Isbell once again is very open and sincere in his lyrics, talking about personal issues, such as staying sober, his marriage to his bandmate Amanda Shires and the birth of their daughter, and developing others from them. Musically, he continues to find a place among the greats of the genre, although this time he sounds more rock, reminiscent of his time as a member of the Drive-By-Truckers, thanks to the support of the 400 Unit, made up of Shires, the fiddle and second voice, Derry deBorja, on keyboard, Chad Gamble on drums, Jimbo Hart on bass and Sadler Vaden on guitar. 
       

The album opens with What I've Done To Help, on which he probably plays his Martin D18, of which he has his own model. It's a calm track with an excellent performance by the band, attention to Hart's bass and the slide that starts to shine at the end. In the song Isbell asks what he has done to help and from listening to it we could say that it is something that is not asked lightly. When the album was released in the middle of the pandemic, Isbell decided to sell it exclusively to independent stores to help them. He also added, in the first copies, an autograph on a print of his most mythical guitar, the 59 Les Paul ‘Red Eye', which had belonged to Ed King, former Lynyrd Skynyrd.
     

       

The album continues to move through quiet territory with Dreamsicle, a bittersweet song about childhood memories. Next comes what is probably the best song on the entire album, Only Children, a somber track about a young aspiring artist couple, with carefully constructed lyrics, and an unforgettable melody: "Hydrocodone in your backpack, Maybe these words will hold the beast back, And will you read me what you wrote?

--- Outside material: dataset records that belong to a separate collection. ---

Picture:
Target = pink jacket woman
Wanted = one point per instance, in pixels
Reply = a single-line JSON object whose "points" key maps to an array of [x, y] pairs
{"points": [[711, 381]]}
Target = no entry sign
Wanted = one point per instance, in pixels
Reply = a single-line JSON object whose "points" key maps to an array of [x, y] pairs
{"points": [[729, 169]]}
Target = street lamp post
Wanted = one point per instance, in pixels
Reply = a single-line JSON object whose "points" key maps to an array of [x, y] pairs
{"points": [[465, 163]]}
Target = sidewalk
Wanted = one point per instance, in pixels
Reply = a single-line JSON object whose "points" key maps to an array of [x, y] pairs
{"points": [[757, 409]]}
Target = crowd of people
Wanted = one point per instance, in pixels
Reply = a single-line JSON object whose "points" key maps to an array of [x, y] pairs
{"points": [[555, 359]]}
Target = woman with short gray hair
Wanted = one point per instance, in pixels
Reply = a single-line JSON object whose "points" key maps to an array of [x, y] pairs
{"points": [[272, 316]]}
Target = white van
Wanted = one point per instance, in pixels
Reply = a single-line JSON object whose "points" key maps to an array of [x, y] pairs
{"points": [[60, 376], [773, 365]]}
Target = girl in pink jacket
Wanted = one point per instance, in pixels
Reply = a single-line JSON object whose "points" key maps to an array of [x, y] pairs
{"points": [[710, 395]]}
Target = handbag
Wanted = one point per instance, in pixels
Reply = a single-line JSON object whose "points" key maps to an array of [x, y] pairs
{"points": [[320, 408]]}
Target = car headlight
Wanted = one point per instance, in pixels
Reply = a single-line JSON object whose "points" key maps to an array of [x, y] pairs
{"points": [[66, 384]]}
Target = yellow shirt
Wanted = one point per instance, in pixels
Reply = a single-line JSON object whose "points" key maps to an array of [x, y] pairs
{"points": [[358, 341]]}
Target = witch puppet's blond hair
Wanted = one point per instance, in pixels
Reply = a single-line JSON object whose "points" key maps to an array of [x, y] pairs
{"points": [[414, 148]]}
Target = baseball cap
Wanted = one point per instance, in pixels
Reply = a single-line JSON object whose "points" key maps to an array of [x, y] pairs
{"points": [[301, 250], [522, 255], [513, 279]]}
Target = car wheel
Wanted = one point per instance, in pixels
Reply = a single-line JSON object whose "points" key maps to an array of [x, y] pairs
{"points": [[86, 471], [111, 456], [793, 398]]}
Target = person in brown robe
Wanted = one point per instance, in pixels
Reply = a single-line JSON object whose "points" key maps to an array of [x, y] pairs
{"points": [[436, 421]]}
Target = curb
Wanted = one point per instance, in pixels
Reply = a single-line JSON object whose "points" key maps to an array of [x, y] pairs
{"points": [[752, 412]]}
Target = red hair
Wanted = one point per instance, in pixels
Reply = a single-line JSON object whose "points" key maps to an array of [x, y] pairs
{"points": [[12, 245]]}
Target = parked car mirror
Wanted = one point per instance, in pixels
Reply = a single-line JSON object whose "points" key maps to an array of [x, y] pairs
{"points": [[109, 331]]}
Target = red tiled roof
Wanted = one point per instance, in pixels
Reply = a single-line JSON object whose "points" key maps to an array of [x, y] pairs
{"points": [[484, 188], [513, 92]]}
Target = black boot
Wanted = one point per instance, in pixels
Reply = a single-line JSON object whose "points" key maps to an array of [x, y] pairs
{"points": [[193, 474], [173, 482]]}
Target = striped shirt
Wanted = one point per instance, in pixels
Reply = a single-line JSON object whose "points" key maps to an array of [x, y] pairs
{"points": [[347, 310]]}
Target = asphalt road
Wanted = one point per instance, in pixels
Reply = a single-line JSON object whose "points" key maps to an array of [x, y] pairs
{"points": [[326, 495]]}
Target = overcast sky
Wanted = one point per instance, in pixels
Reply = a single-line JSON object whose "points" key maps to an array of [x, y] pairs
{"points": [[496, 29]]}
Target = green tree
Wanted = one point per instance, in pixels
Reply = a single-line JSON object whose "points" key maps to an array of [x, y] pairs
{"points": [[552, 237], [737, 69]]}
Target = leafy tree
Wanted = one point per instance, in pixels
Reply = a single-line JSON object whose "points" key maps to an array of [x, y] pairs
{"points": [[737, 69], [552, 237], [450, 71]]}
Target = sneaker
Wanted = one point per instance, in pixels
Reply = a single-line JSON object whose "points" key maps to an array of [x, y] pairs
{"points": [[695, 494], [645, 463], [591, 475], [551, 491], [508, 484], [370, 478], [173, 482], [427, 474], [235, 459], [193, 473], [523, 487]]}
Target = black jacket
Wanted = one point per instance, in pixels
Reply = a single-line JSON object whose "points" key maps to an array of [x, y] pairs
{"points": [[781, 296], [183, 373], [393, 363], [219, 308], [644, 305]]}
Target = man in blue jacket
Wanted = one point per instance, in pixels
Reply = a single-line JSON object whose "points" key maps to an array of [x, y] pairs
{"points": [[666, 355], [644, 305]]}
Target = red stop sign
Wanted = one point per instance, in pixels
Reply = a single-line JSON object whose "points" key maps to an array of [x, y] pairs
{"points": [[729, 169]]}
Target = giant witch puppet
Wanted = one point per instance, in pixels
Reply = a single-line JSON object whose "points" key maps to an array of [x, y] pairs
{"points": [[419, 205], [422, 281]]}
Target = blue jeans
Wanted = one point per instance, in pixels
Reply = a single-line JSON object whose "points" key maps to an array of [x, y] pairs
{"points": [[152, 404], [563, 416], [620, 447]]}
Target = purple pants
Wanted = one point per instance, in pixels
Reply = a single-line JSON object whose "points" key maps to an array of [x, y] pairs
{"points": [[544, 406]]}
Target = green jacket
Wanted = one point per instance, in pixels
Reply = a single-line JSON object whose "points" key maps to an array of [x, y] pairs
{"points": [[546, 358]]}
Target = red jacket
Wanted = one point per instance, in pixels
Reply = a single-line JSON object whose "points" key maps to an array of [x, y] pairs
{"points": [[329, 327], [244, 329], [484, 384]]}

The one I said you stole from Dylan, Over-encouraged, only children." 
      

Overseas
begins with Isbell's '60 Stratocaster Sunburst taking center stage, a start that could have appeared alongside some of the wonders he did with the Drive-By-Truckers, recalling that southern rock is part of his baggage as well. Despite all this, a feeling of melancholy still permeates everything. In Running with Our Eyes Closed there are echoes of the Springsteen of Tunnel Of Love, although one could also talk about the Dire Straits of Brothers In Arms. Be Afraid is another highlight; a song which rails against those Southerners who started shouting "Shut up and sing" when he began to express his political views. It's a song full of rage, but a liberating rage: "And we don't take requests, we won't shut up and sing, if you tell the truth enough you find it rhymes with everything.” In the video of their recording we can see two more weapons from his tremendous guitar arsenal, a Gretsch 6131 Firebird and a '65 Telecaster.
     

       

The album closes with two more beautiful tracks, first comes It Gets Easier, a reflection on alcohol abstinence, "Last night I dreamed that I'd been drinking, Same dream I have 'bout twice a week, I had one glass of wine, I woke up feeling fine, And that's how I knew it was a dream.” The refrain is compelling as he makes his message clear: "It gets easier but it never gets easy”. The band shines again on another of the album's more rocky tracks, with excellent work on all six strings. Finally comes Letting You Go, a song that musically brings you closer to the great composers of the genre; people like Townes Van Zandt and John Prine. The steel pedal gives it the most country feel of the album, something that chimes well with the lyrics in which a father has to step aside for his daughter to find happiness elsewhere.
        

Reunions
proves once again that Isbell is one of the greats of alternative country music, one of the men who best continues to distill the flavors of the America most attached to his roots, to his deepest and most spiritual music, but like all great composers, he does it by making each song his own.